Esto es un adelanto de Historiones de la historia, el nuevo libro de Rubén Díaz Caviedes, un anecdotario ilustrado donde los sucesos más extraños y disparatados de la historia universal cobran vida con un enfoque tan riguroso como entretenido. Publicado por GeoPlaneta, Historiones de la historia estará a la venta en formato físico y digital a partir del 26 de marzo de 2025.

La estatua que cantaba

Ocurría todos los días a los pocos minutos de amanecer. En Tebas, la antigua capital egipcia, una estatua colosal de Memnón emitía un extraño sonido, como un suspiro lastimero, y luego guardaba silencio hasta la mañana siguiente. Lo llamaban el «canto de Memnón». El fenómeno congregaba todos los días a multitud de viajeros griegos y romanos, como atestiguan los cientos de grafitis que todavía permanecen grabados en las piernas de la escultura.

Siempre es noticia que una estatua cante, pero que lo hiciera esta constituía prácticamente un milagro. Memnón había sido abatido por Aquiles durante la guerra de Troya, pero las lágrimas de su madre, Eos, la diosa de la aurora, conmovieron a Zeus, que decidió revivirlo y concederle la inmortalidad. Y eso era, precisamente, lo que parecía ocurrirle a su estatua al romper el alba: que cobraba vida durante un instante, siempre en presencia de su madre. Algunos decían que la voz de Memnón traía suerte a quien la oía. Otros creían que entrañaba mensajes proféticos. El geógrafo griego Estrabón, que escuchó el sonido personalmente, dice en su Geografía que se parecía al de «un latigazo no muy fuerte». Pausanias comenta en su Descripción de Grecia que «puede compararse a una cítara o a una lira cuando se le ha roto una cuerda».

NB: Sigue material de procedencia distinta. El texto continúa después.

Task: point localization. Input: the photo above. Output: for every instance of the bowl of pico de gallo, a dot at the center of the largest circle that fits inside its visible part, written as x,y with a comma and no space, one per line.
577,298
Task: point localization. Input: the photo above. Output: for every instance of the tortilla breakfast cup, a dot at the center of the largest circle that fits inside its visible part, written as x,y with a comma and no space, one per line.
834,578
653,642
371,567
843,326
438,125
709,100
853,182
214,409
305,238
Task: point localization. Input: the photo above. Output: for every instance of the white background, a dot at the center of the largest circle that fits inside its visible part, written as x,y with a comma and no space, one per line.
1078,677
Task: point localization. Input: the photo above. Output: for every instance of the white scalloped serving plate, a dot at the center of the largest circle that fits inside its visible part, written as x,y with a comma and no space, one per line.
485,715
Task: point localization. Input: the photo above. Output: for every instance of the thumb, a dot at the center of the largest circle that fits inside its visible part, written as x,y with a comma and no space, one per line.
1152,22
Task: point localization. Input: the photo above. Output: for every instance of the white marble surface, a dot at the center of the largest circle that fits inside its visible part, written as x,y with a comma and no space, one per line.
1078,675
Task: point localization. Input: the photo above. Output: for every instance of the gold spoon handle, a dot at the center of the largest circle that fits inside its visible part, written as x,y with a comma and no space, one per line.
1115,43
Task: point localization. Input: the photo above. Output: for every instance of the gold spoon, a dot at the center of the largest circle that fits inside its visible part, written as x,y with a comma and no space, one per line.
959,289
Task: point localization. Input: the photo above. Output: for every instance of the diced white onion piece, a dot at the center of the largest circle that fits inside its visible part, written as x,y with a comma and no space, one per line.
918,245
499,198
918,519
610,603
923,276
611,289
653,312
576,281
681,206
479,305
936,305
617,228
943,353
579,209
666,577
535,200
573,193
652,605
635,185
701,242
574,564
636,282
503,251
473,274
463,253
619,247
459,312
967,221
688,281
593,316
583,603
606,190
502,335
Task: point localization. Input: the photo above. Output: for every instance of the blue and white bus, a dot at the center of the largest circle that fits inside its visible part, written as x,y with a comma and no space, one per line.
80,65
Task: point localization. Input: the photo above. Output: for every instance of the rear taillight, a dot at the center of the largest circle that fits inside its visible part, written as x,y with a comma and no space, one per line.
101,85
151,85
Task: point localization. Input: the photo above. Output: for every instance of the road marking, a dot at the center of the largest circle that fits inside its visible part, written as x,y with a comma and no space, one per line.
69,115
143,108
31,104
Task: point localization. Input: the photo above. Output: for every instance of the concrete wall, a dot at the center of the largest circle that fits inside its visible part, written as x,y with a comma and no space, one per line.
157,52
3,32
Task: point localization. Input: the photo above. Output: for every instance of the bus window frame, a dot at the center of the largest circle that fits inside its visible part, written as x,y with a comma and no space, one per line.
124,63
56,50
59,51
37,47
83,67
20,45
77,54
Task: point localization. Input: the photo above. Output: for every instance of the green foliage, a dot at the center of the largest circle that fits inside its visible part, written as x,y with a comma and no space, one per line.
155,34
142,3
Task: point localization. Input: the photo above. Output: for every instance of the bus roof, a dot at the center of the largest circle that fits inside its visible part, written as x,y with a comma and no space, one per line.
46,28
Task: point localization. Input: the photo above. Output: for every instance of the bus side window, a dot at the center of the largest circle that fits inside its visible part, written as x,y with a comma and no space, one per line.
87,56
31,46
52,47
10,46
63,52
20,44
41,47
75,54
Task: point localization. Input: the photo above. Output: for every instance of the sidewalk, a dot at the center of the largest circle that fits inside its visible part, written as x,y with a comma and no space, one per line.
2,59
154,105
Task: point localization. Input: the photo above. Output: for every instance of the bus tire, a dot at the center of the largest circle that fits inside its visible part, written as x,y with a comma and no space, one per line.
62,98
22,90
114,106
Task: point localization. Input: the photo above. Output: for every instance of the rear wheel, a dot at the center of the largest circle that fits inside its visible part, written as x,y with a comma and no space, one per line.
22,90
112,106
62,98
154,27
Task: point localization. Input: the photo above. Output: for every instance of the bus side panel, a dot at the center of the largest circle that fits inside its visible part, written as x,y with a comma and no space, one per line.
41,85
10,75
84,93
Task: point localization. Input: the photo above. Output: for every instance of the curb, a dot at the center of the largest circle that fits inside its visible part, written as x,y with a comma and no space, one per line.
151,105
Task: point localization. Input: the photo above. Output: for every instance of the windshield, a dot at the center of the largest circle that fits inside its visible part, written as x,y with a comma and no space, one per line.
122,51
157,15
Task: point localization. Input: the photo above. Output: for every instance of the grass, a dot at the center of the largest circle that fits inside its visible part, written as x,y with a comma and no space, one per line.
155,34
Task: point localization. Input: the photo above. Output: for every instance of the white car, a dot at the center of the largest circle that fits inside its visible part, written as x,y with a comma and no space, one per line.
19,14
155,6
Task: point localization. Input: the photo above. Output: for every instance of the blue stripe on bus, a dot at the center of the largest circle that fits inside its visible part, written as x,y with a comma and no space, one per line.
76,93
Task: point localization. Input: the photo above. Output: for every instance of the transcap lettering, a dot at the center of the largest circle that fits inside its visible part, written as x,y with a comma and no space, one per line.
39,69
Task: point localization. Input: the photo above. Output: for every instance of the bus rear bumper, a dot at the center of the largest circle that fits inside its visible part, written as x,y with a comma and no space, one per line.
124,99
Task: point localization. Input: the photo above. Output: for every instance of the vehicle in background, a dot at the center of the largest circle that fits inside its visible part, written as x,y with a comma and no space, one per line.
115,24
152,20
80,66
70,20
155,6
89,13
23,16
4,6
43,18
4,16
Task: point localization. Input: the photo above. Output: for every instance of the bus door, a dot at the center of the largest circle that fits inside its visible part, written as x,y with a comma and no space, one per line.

El que cantaba era uno, pero los colosos eran dos. Y en realidad no eran imágenes de Memnón. Eran grandes estatuas sedentes de Amenofis III, un antiguo faraón egipcio, esculpidas en torno al 1350 a. C. Medían dieciocho metros de altura, pesaban setecientas veinte toneladas cada una y custodiaban el acceso a un gran templo de la necrópolis de Tebas, en la moderna ciudad de Luxor. Poco después de su construcción, un terremoto acabó con el edificio y dejó a los colosos gemelos gravemente deteriorados. En el 27 a. C., un nuevo seísmo dañó todavía más las estatuas, en particular la del lado sur, de la que solo quedó la parte inferior, de cintura para abajo, y surcada por grandes grietas. Y fue entonces cuando empezó a producir su misterioso sonido cada mañana. Probablemente se trataba de la súbita evaporación del rocío, por efecto del calor, a través de microgrietas, pero se han propuesto más explicaciones. El «Memnón vocal», como también se le llama, se convirtió pronto en una de las mayores atracciones turísticas del mundo romano. Entre sus visitantes hubo muchos personajes célebres. El que más, seguramente, el emperador Adriano: la trágica muerte de su amante, el joven Antínoo, ocurrió cuando ambos se dirigían a contemplar las famosas estatuas cantoras de Egipto.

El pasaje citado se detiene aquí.